As for the NYT’s assertion that Ninth Circuit nominee Goodwin Liu’s “views fall well with the legal and political mainstream,” I’ll refer the reader to my selective inventory of pre-hearing posts on Liu, my commentary (parts 1, 2, 3, and 4) on his hearing testimony, and my review (parts 1, 2, 3, and 4) of his post-hearing written responses. (Do Senate Democrats really want a debate on the Senate floor on the Liu nomination in advance of November’s elections?)
I also find amusing this sentiment in the editorial: “It would be nice if some Republican members of the Judiciary Committee voted for Mr. Liu and the four other re-nominees.” Somehow I don’t recall the NYT expressing a similar sentiment in the Bush years, even as Senate Democrats engaged in far uglier conduct.
Finally, a few observations on the NYT’s statement that the Senate “had confirmed 61.4% of Mr. Bush’s nominees” at the “comparable point in the Bush presidency” versus “under 50 percent” for President Obama:
(1) I’m pleased to take note that, thanks to the relentless efforts of Patterico, the Los Angeles Times has finally acknowledged that its claim last month that President Bush had 87% of his early judicial nominees “confirmed during the first 18 months of [his] administration” was wildly wrong.

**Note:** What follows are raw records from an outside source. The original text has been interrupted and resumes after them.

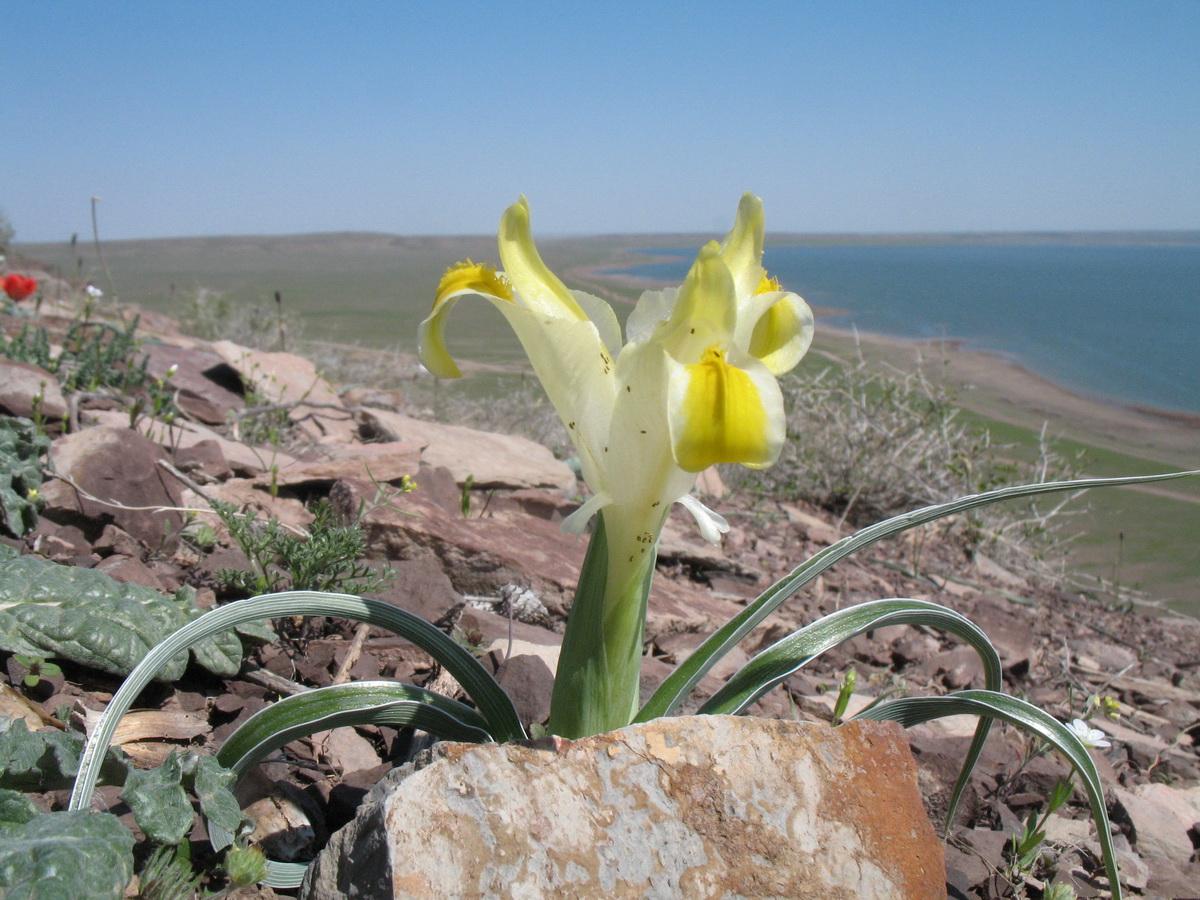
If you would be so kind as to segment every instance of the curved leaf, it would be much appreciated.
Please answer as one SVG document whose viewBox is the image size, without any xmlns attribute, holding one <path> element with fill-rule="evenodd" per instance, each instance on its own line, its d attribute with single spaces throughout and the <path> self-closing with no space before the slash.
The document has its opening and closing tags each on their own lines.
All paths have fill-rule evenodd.
<svg viewBox="0 0 1200 900">
<path fill-rule="evenodd" d="M 839 610 L 776 641 L 739 668 L 698 712 L 736 715 L 826 650 L 886 625 L 928 625 L 958 635 L 979 653 L 988 688 L 1000 689 L 1000 655 L 974 623 L 940 604 L 896 598 Z"/>
<path fill-rule="evenodd" d="M 1000 690 L 1002 667 L 1000 654 L 983 630 L 961 613 L 926 600 L 872 600 L 846 610 L 839 610 L 794 631 L 760 653 L 739 668 L 728 682 L 703 706 L 701 713 L 736 714 L 782 682 L 787 676 L 805 666 L 832 647 L 856 635 L 884 625 L 928 625 L 958 635 L 979 654 L 984 668 L 984 686 Z M 991 720 L 980 719 L 974 738 L 962 761 L 959 780 L 950 794 L 946 822 L 954 821 L 959 799 L 967 779 L 974 769 L 984 742 L 991 731 Z"/>
<path fill-rule="evenodd" d="M 883 522 L 863 528 L 852 535 L 842 538 L 820 553 L 800 563 L 791 574 L 767 588 L 757 600 L 746 606 L 742 612 L 730 619 L 725 625 L 708 636 L 708 638 L 688 659 L 676 667 L 674 672 L 664 679 L 658 690 L 650 696 L 637 716 L 635 722 L 644 722 L 658 719 L 662 715 L 671 715 L 679 708 L 679 704 L 700 683 L 708 671 L 726 653 L 736 647 L 754 628 L 767 616 L 774 612 L 780 604 L 796 594 L 800 588 L 824 572 L 835 563 L 856 553 L 863 547 L 877 544 L 884 538 L 900 534 L 916 526 L 934 522 L 946 516 L 953 516 L 977 506 L 1001 500 L 1012 500 L 1021 497 L 1032 497 L 1042 493 L 1055 493 L 1061 491 L 1082 491 L 1090 487 L 1106 487 L 1112 485 L 1140 485 L 1148 481 L 1166 481 L 1188 475 L 1200 475 L 1200 469 L 1193 472 L 1171 472 L 1164 475 L 1135 475 L 1132 478 L 1091 478 L 1074 481 L 1048 481 L 1039 485 L 1018 485 L 1003 487 L 986 493 L 961 497 L 949 503 L 938 503 L 932 506 L 924 506 L 912 512 L 894 516 Z"/>
<path fill-rule="evenodd" d="M 0 896 L 120 900 L 133 877 L 133 833 L 108 812 L 47 812 L 4 829 Z"/>
<path fill-rule="evenodd" d="M 1117 871 L 1116 852 L 1112 846 L 1112 833 L 1109 827 L 1109 814 L 1104 805 L 1104 790 L 1100 786 L 1100 774 L 1087 754 L 1087 748 L 1066 725 L 1052 715 L 1038 709 L 1032 703 L 996 691 L 959 691 L 944 697 L 904 697 L 881 703 L 859 713 L 856 719 L 875 719 L 878 721 L 900 722 L 906 728 L 941 719 L 947 715 L 979 715 L 988 719 L 1003 719 L 1019 728 L 1042 738 L 1067 757 L 1084 781 L 1087 800 L 1092 806 L 1092 818 L 1096 821 L 1096 836 L 1104 856 L 1104 869 L 1109 876 L 1109 888 L 1112 900 L 1121 900 L 1121 881 Z"/>
<path fill-rule="evenodd" d="M 354 690 L 361 688 L 362 690 Z M 424 700 L 397 700 L 397 696 L 425 696 Z M 391 697 L 379 702 L 380 697 Z M 451 712 L 454 707 L 480 720 L 475 710 L 452 700 L 420 688 L 390 682 L 340 684 L 296 694 L 281 700 L 247 719 L 217 752 L 217 761 L 239 776 L 268 754 L 284 744 L 318 731 L 350 725 L 407 725 L 440 738 L 467 743 L 485 743 L 491 736 L 467 725 Z M 229 846 L 233 835 L 215 822 L 209 823 L 209 835 L 217 850 Z M 295 888 L 304 881 L 306 863 L 266 860 L 265 884 L 272 888 Z"/>
<path fill-rule="evenodd" d="M 391 716 L 394 703 L 418 703 L 432 710 L 422 719 L 432 727 L 424 728 L 450 740 L 484 744 L 492 739 L 487 721 L 470 707 L 396 682 L 358 682 L 296 694 L 259 709 L 230 734 L 217 751 L 217 762 L 241 776 L 272 750 L 298 737 L 340 727 L 340 716 L 353 714 L 349 725 L 379 724 L 372 715 Z M 403 709 L 403 707 L 397 707 Z M 362 715 L 359 715 L 359 714 Z M 437 718 L 440 713 L 444 718 Z M 337 721 L 337 724 L 329 724 Z M 389 724 L 396 724 L 388 718 Z M 316 727 L 310 727 L 316 724 Z M 412 722 L 401 722 L 409 725 Z M 283 737 L 290 736 L 290 737 Z"/>
<path fill-rule="evenodd" d="M 79 763 L 79 776 L 71 794 L 71 809 L 86 809 L 96 788 L 98 760 L 116 731 L 121 716 L 155 673 L 180 650 L 241 622 L 284 616 L 336 616 L 386 628 L 412 641 L 452 674 L 463 686 L 497 740 L 526 737 L 512 701 L 496 679 L 463 647 L 455 643 L 425 619 L 390 604 L 349 594 L 325 594 L 312 590 L 286 590 L 210 610 L 155 647 L 130 673 L 104 710 Z"/>
</svg>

(2) As the methodology adopted by the Brookings Institution’s Russell Wheeler (discussed in this post) reflects, it’s sensible to build in some sort of lag time between nomination and confirmation in comparing confirmation rates across administrations. If you instead look (as both the NYT and the corrected LA Times do) simply at how many nominations made during a period were confirmed during that same period, you end up including nominations that were made near the end of the period that could not reasonably have been acted on within that period. So a president’s lower rate during that period may simply reflect the fact that he made more nominations very late in that period.
(3) As Russell Wheeler’s recent figures in my earlier post show, there is no meaningful difference between the confirmation rate of Obama and Bush lower-court nominees.